Como o JOTA adiantou, a expectativa é de que a decisão do TCU “destrave” o
instituto da transação tributária e sejam divulgados novos editais de transação
com a PGFN, além de acordos individuais, principalmente envolvendo empresas
em recuperação judicial.
Muitos editais de transação tributária são feitos em conjunto entre a PGFN e
a Receita Federal. Até então, a norma da Receita permitia a utilização dos créditos
de prejuízo fiscal e de base de cálculo negativa da CSLL para a liquidação de até
70% do saldo remanescente dos débitos após a incidência de descontos.
O texto anterior previa o uso para amortizar multas, juros e encargos legais, e
excepcionava casos de empresas em processo de recuperação judicial, ocasião
em que poderia amortizar também o valor principal.

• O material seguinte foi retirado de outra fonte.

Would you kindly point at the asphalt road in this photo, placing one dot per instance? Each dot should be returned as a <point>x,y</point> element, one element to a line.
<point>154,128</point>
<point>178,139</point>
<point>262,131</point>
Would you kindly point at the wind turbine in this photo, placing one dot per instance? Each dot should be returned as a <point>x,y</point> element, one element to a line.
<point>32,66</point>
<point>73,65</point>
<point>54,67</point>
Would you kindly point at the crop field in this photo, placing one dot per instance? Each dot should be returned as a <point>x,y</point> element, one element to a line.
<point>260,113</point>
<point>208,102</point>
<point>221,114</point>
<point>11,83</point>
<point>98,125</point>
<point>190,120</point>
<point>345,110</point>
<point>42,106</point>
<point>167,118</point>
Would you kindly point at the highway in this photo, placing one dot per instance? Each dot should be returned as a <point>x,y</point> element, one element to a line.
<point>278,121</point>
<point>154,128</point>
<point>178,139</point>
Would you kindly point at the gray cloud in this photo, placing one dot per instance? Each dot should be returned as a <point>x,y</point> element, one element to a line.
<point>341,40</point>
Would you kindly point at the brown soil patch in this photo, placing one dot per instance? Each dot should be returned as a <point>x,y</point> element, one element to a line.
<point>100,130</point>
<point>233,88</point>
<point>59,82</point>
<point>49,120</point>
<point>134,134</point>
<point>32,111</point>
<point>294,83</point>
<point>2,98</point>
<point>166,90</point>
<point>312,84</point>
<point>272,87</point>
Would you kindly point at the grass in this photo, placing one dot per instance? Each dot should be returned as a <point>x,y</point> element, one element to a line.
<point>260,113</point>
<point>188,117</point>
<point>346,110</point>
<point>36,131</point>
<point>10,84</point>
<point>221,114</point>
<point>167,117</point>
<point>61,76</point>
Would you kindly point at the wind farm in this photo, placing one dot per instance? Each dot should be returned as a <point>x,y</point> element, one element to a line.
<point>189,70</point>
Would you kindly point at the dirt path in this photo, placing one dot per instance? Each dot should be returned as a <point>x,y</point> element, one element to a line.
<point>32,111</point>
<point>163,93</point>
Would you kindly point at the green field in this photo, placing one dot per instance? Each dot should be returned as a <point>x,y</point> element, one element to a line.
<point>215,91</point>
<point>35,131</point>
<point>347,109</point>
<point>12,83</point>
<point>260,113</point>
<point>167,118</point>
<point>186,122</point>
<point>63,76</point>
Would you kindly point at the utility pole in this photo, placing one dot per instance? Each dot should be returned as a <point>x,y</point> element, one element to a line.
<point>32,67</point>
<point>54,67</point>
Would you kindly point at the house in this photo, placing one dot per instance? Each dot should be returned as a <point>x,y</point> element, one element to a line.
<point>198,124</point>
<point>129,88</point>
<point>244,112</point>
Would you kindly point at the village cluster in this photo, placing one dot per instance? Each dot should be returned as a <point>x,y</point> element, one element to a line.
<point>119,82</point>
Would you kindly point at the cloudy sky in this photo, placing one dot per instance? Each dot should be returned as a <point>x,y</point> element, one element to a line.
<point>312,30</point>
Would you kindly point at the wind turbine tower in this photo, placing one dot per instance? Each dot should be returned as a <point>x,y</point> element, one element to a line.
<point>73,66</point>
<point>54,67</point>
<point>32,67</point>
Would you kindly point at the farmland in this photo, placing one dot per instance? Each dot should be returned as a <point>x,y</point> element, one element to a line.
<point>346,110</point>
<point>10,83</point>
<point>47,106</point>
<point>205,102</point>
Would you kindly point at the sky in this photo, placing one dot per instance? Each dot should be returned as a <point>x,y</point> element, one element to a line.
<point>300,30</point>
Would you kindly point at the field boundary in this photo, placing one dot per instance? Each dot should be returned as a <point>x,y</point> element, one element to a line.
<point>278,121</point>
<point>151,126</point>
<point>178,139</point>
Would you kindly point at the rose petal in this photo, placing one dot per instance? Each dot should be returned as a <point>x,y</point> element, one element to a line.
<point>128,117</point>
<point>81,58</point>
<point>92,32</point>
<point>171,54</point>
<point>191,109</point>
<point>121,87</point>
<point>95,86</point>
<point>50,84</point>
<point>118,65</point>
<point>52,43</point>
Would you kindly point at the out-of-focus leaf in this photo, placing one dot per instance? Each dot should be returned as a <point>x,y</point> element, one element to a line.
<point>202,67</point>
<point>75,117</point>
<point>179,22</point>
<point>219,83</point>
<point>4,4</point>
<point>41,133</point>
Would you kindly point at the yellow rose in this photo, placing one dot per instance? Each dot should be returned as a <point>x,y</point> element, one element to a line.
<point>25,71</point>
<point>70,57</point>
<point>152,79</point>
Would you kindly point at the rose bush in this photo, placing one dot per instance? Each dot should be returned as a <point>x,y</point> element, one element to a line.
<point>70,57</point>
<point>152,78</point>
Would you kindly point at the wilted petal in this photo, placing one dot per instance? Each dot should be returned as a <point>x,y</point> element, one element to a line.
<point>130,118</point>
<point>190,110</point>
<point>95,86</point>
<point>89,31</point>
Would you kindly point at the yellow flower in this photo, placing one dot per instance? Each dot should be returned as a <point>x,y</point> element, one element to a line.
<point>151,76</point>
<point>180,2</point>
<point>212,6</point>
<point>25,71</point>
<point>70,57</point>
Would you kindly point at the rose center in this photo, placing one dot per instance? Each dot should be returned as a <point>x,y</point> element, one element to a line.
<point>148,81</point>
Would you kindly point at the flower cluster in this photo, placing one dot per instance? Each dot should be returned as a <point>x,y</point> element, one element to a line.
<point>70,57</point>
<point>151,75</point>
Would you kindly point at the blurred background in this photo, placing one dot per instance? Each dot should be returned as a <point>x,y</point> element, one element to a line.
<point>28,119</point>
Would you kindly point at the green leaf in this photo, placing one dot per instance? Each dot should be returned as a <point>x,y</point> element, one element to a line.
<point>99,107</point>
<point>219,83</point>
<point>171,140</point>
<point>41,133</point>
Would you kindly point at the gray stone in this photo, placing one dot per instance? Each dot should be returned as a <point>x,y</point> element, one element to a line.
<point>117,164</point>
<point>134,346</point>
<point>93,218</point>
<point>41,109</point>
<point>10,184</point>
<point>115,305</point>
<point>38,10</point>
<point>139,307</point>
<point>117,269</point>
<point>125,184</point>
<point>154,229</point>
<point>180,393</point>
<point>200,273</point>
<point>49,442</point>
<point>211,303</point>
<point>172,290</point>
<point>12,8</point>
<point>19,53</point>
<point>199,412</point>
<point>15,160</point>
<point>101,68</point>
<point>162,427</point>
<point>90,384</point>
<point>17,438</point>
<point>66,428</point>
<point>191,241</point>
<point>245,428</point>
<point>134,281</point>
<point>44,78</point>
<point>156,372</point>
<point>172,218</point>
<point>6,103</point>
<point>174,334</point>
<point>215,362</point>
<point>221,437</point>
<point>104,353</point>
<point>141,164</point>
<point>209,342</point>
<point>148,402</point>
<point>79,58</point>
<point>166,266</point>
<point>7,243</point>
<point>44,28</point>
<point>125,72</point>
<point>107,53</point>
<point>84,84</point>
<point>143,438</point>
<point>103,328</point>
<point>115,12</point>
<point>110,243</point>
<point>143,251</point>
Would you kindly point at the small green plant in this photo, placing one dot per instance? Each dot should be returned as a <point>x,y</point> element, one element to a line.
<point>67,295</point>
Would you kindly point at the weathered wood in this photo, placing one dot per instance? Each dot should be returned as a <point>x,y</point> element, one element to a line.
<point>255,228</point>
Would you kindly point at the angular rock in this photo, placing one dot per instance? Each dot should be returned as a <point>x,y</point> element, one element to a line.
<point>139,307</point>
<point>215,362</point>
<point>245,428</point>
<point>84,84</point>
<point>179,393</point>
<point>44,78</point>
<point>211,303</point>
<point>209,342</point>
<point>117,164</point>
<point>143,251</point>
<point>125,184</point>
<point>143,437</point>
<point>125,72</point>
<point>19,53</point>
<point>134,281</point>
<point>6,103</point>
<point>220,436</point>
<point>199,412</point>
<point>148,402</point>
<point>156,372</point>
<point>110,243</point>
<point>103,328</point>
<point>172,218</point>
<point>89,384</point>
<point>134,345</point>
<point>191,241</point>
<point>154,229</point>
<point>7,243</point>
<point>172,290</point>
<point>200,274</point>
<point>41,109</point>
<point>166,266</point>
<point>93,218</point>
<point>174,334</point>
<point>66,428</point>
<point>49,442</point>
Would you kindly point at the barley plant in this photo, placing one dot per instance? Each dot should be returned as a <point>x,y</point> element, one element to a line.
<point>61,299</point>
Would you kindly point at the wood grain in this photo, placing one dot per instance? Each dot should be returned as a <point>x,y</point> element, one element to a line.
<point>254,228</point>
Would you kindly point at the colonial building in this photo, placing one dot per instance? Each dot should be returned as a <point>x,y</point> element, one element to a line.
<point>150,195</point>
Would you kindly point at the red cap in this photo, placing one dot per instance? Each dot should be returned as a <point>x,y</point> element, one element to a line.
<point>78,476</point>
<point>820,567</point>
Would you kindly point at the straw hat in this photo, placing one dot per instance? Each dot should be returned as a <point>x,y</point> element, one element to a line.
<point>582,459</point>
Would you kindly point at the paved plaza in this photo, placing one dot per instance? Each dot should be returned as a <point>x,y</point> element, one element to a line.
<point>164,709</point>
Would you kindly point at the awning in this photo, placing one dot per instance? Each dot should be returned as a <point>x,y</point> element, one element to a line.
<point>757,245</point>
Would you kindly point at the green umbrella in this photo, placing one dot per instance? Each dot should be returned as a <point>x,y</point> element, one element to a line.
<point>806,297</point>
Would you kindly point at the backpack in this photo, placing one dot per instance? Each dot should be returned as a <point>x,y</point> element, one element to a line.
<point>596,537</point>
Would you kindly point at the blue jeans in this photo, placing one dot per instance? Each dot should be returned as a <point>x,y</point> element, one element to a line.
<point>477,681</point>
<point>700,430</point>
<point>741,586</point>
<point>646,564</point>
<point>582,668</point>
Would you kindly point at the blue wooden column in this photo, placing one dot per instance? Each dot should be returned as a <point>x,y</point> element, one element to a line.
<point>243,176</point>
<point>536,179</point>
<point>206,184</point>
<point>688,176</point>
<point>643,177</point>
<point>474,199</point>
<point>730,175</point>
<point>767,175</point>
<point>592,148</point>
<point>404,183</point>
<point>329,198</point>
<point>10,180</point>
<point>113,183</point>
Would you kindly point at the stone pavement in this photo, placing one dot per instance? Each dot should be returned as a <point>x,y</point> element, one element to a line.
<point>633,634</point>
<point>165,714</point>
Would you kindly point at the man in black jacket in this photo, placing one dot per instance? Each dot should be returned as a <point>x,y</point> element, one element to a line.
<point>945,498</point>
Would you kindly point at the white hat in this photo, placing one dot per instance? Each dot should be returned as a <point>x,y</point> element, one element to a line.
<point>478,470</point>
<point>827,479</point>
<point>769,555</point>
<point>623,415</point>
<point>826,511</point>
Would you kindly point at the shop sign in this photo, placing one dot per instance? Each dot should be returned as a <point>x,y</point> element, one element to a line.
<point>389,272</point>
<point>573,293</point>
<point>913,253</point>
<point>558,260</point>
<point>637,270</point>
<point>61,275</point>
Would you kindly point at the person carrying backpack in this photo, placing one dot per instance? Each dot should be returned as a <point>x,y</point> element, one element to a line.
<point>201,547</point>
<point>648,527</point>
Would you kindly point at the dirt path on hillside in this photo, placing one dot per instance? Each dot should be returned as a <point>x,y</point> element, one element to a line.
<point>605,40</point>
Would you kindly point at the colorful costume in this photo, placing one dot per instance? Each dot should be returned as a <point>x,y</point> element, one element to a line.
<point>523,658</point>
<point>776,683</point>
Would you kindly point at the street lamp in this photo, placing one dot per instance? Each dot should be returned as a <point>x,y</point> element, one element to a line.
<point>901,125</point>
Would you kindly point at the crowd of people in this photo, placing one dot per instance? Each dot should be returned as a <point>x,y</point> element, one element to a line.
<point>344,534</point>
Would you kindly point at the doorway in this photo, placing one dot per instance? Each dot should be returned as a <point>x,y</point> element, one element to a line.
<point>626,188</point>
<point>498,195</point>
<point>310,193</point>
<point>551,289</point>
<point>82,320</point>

Agora, a portaria passa a permitir a utilização dos créditos e da base negativa
para “amortizar o valor principal do crédito tributário e os acréscimos legais que
sobre ele incidirem”.
Segurança jurídica e negociações atrativas
O acórdão do TCU é comemorado por advogados tributaristas que, de forma
geral, argumentam que o prejuízo fiscal e a base de cálculo negativa são
“instrumentos de liquidação do crédito, e não renúncias de receita”. É a
perspectiva do advogado Leonardo Filipe Pestana, do Candido Martins Cukier.
Segundo ele, “com a decisão fica retomado o andamento dos diversos acordos
de transação firmados pelos contribuintes, o que corrobora com a segurança
jurídica às negociações com o Poder Público, com a consequente redução de
litigiosidade”. A edição da portaria da Receita, diz Pestana, é “um reflexo disso”.
Maria Andréia dos Santos, sócia do Sanmahe Advogados, concorda. “Adaptandose
a esse novo cenário, a Receita Federal alterou a Portaria RFB 555/25 através da
Portaria 676/26 para passar a prever expressamente que o prejuízo fiscal e a base
negativa também poderão ser utilizados para amortizar o principal
do crédito tributário”.
“Trata-se de um grande avanço, que confere maior segurança aos contribuintes
e que colabora para que as transações sejam mecanismos mais eficazes de
regularização de passivos, pois a restrição trazida pelo TCU realmente
inviabilizaria vários planos de recuperação”, afirma a advogada.
Sob aspectos práticos, a tributarista Natália Quinalha, do escritório HMLaw, diz
que “agora, de forma geral, todas as empresas passam a poder utilizar os créditos
para amortizar também o valor principal do crédito, além dos acréscimos gerais,
dos acréscimos legais”. A mudança é considerada importante, afirma, por
“ampliar significativamente a efetividade das transações tributárias com
instrumento de regularização fiscal, especialmente para aquelas empresas que
têm um histórico de prejuízo fiscal acumulado”.
O advogado Diego Diniz Ribeiro, sócio do escritório Daniel, Diniz & Branco -
Advocacia Tributária e Aduaneira, considera que a nova previsão normativa
da Receita “é bastante interessante na medida que cria uma ‘extensão’ para
permitir a utilização de prejuízo fiscal e base de cálculo negativa do CSLL para
fins de pagamento de débitos transacionados”. É também importante para
empresas que procuram “transacionar em débitos tributários e,
consequentemente, regularizar seus passivos, agindo em conformidade com as
exigências fiscais”.
Quinalha pondera, ainda, que “a alteração foi publicada poucos dias depois do
Tribunal de Contas da União reconhecer a possibilidade dessa utilização mais
ampla dos créditos, o que mostra um alinhamento entre a regulamentação e o
entendimento do órgão de controle”. Na prática, conclui, “essa medida tende a
tornar as negociações mais atrativas e viáveis para os contribuintes”.